5.5 Get familiar with ggplot2 - Video Tutorials & Practice Problems
Video duration:
2m
Play a video:
<v Voiceover>Ggplot2</v> represents a great advance in statistical plotting with R. It is a statistical package written by Hadley Wickham that facilitates the easy creation of beautiful graphics. While it makes life a lot easier once you learn it, it does have a bit of a steep learning curve. And you have to get used to the different way things are done. So first things first, if you haven't a new R session and you haven't loaded ggplot2 yet, you need to load that. So you type in require(ggplot2). For us, it was already loaded, so things are good to go. The core of ggplot2 is the ggplot function, that's ggplot. Now, this function can take a number of different arguments. Usually the main argument it takes is the name of the data. So that's the first argument. We can work with other arguments in a little bit. All this does is initialize a plot. In order to actually work with a plot, you need some sort of layer, either points or a histogram or lines or something. These take the form of geom, underscore, the type of layer. That could be point, that could be histogram, that could be line. Takes on many different things. Each of these functions, or the ggplot function itself, can take on a number of arguments. The most important of these arguments is the aesthetic argument and the value fed to that is the aes function. This function itself takes a set of mappings, for instance, you have to tell it what variables should be mapped to the x axis, what variables should be mapped to the y axis, and so on and so forth. You can map the axes, you can map shape, size, and color.
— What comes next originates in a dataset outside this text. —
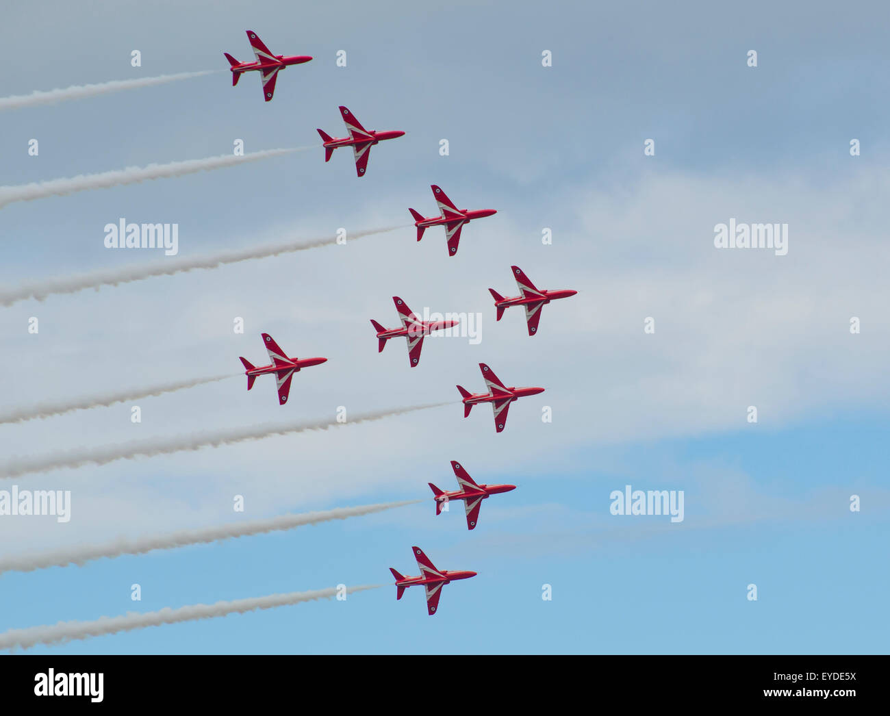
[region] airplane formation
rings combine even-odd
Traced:
[[[312,58],[309,55],[272,54],[256,33],[253,30],[247,30],[247,40],[250,42],[250,46],[254,51],[256,61],[239,62],[231,54],[225,52],[225,57],[229,60],[231,70],[231,84],[233,86],[237,84],[241,75],[246,72],[259,72],[263,84],[263,99],[268,102],[274,96],[275,83],[279,72],[291,65],[309,62]],[[401,130],[377,132],[365,129],[355,115],[345,106],[341,105],[339,109],[340,116],[346,125],[347,136],[339,138],[332,137],[321,129],[316,130],[319,133],[319,136],[321,137],[322,147],[325,150],[325,162],[330,161],[335,149],[340,147],[352,147],[356,174],[359,178],[361,178],[365,176],[368,170],[371,148],[381,141],[402,137],[405,133]],[[498,212],[495,209],[458,209],[441,187],[432,184],[430,189],[433,190],[433,197],[436,201],[440,215],[425,217],[415,209],[409,209],[414,219],[414,226],[417,229],[417,240],[420,241],[424,237],[424,232],[427,229],[441,226],[445,229],[448,255],[454,256],[457,253],[461,231],[464,226],[477,219],[492,216]],[[495,301],[497,320],[500,321],[508,308],[522,306],[525,310],[525,320],[529,335],[536,335],[538,334],[543,306],[558,299],[573,296],[578,292],[570,289],[553,291],[539,289],[518,266],[511,266],[510,268],[513,270],[514,278],[519,287],[519,295],[505,298],[493,288],[489,289]],[[373,318],[371,319],[371,325],[374,326],[375,335],[377,339],[377,352],[383,352],[386,342],[390,339],[404,338],[408,344],[409,366],[412,368],[417,367],[420,362],[420,352],[423,349],[425,337],[434,331],[446,330],[458,325],[458,321],[453,319],[424,321],[417,318],[408,307],[408,304],[399,296],[392,296],[392,302],[395,305],[396,312],[399,314],[399,319],[401,322],[400,327],[385,328],[377,321]],[[258,375],[274,375],[279,405],[283,406],[287,402],[294,374],[299,373],[303,368],[325,363],[328,358],[289,358],[268,334],[263,334],[263,341],[269,352],[269,358],[271,361],[268,366],[256,366],[247,358],[240,358],[245,368],[245,375],[247,376],[247,390],[249,390],[254,387],[254,382]],[[457,390],[461,396],[461,402],[464,404],[464,417],[469,416],[473,406],[490,403],[494,414],[496,433],[503,431],[506,427],[507,412],[512,403],[520,398],[526,398],[544,392],[543,388],[538,387],[508,387],[495,375],[494,371],[485,363],[480,363],[479,368],[485,382],[486,392],[471,393],[462,386],[457,386]],[[433,490],[436,515],[441,514],[442,511],[447,511],[450,501],[463,502],[466,514],[466,527],[469,530],[474,529],[478,524],[479,511],[483,500],[488,499],[493,495],[501,495],[516,488],[515,485],[478,484],[470,477],[464,467],[455,460],[451,461],[451,468],[457,480],[458,488],[457,490],[444,491],[439,489],[432,482],[428,483],[430,488]],[[414,551],[414,557],[417,563],[417,568],[420,570],[420,575],[418,576],[405,576],[394,568],[390,567],[390,571],[395,578],[396,599],[400,599],[405,593],[405,590],[409,587],[423,586],[426,596],[426,609],[430,615],[435,614],[439,608],[439,599],[441,597],[441,589],[444,585],[451,582],[476,576],[475,572],[439,569],[419,547],[412,547],[411,549]]]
There's a lot to learn here, and throughout this section and this entire series, you will see a lot of ggplot plotting. Another important point to remember is that a ggplot graphic is built up layer by layer. That is, you have the base part of it, ggplot, with some number of data in here, maybe it has data, and that is separated from layers by a plus sign. So maybe we're making a scatterplot, in which case you would do geom_point, and in here, you would have some sort of aesthetic mapping of x and y. Everything I've written here so far is just pseudo code. We'll see real code in a little bit, but the main point to get across is that layers are separated by plus signs, that a particular data set is needed, and it has to be a data frame, and that different geoms, such as points, lines, or histograms, are used to make the graph itself mapping variables to physical dimensions of the graph.